Inhibition of glucose-induced activation of MMP-9 prevents apoptosis of retinal endothelial cells. (a) Apoptosis was measured with cell death ELISA by measuring cytoplasmic histone-associated DNA fragments using a commercial assay kit. (b) Caspase-3 activity was determined in the cells by measuring the cleavage of the substrate Ac-DEVD-pNA. Each experiment was repeated with at least three different cell preparations and measurements performed in duplicate. Values obtained from the cells incubated in 5 mM glucose are considered as 100% (control). *P < 0.05 and #P < 0.05 compared with the values obtained from the cells incubated in 5 mM glucose (5 G) and 20 mM glucose (20 G), respectively.

Figure 6.

Regulation of H-Ras activation prevents MMP-9 activation.
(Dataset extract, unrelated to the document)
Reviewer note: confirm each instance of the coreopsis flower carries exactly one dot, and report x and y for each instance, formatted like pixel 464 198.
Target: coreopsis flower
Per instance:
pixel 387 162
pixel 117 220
Retinal endothelial cells from the third to the sixth passages were incubated in 5 mM glucose or 20 mM glucose medium for 4 days in the presence or absence of 25 μM FTI-277 or 10 μM manumycin. For siRNA experiments, the cells were transfected with H-Ras-siRNA (Ras-siR) or scrambled siRNA (Scramb) or H-Ras mutant that is dominant negative (N17) or wild-type followed by incubation in 5 mM or 20 mM glucose for 4 days. Controls were also run using the cells incubated with the transfection reagents alone before exposure to 5 mM or 20 mM glucose for 4 days (Mock). At the end of the incubation, the gelatinase activity of MMP-9 was quantified in the medium. Each measurement was made in duplicate in at least three different experiments. Values obtained from the untransfected cells incubated in 5 mM glucose are considered as 100% (control). *P < 0.05 compared with the values obtained from the cells incubated in 5 mM glucose.